India's Modi to visit Sri Lanka's Tamil heartland

COLOMBO (AFP) - Narendra Modi will become the first Indian leader to visit Sri Lanka's war-torn Tamil heartland this week, sending a powerful message on reconciliation to the new government in Colombo.

Mr Modi's first official trip to Sri Lanka comes just weeks after the island's new president travelled to India and signals an easing of ties strained under former president Mahinda Rajapakse, who cultivated close relations with rival China.

It is part of a tour of Indian Ocean nations that will also take in the Seychelles and Mauritius - although not the Maldives, where the arrest of former president Mohamed Nasheed has triggered a political crisis.

But the main focus is on Sri Lanka, where new President Maithripala Sirisena has vowed to reduce Beijing's influence and address the grievances of the island's approximately three million Tamils.

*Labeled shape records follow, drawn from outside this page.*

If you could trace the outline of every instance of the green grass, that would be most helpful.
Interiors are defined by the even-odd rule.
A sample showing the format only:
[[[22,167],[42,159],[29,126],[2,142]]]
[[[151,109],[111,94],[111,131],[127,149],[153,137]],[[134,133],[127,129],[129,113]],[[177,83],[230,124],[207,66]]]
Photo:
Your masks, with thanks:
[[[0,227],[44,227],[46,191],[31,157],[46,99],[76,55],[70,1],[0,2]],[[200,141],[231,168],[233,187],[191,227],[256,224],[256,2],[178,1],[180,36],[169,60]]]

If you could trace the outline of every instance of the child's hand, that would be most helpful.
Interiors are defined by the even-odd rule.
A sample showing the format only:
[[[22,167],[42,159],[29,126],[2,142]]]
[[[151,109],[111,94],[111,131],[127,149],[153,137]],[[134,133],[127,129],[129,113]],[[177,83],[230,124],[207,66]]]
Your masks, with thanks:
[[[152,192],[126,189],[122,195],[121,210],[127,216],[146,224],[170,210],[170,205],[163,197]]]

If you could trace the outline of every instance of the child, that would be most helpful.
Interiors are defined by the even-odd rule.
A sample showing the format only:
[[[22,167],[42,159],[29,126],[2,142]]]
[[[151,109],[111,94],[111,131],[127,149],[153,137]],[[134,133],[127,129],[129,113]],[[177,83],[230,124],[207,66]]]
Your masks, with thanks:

"Obviously, the intent is to strengthen our overall ties with Sri Lanka and this has many aspects because we have a very broad-based, substantive relationship with that neighbour," India's Foreign Secretary S. Jaishankar said in New Delhi on Monday.

"Politically, we clearly want to promote and encourage the reconciliation process, support democracy and reform."

Mr Jaishankar said the two countries were discussing how the around 100,000 Tamil refugees still living in India, many of them in government-run camps, could return to Sri Lanka "with honour, dignity (and) safety".

Hundreds of thousands of Tamils fled to India at the height of the 37-year war between Sri Lankan forces and Tamil separatists that ended in 2009.

They share close cultural ties with the southern Indian state of Tamil Nadu and many Indians were angered by their treatment under the former regime.

Mr Rajapakse won acclaim for leading a crushing military victory over the Tamil Tiger rebels, ending a war that had claimed some 100,000 lives.

But his failure to bring about post-war reconciliation bred resentment among Tamils and led to international criticism over human rights.

Mr Modi will travel to the Jaffna peninsula - Sri Lanka's northern Tamil heartland and scene of the worst fighting - on Saturday after addressing parliament in Colombo on Friday.

He is only the second foreign leader to visit the battle-scarred region after British Prime Minister David Cameron, who travelled there during a Commonwealth summit in Colombo in November 2013.

While reconstruction has begun in some parts of Jaffna city, many neighbourhoods and surrounding villages are still strewn with rubble as a legacy of the heavy bombardments that they endured over the decades.

Tens of thousands of troops are still garrisoned in Jaffna despite international calls for a scaling-back of numbers.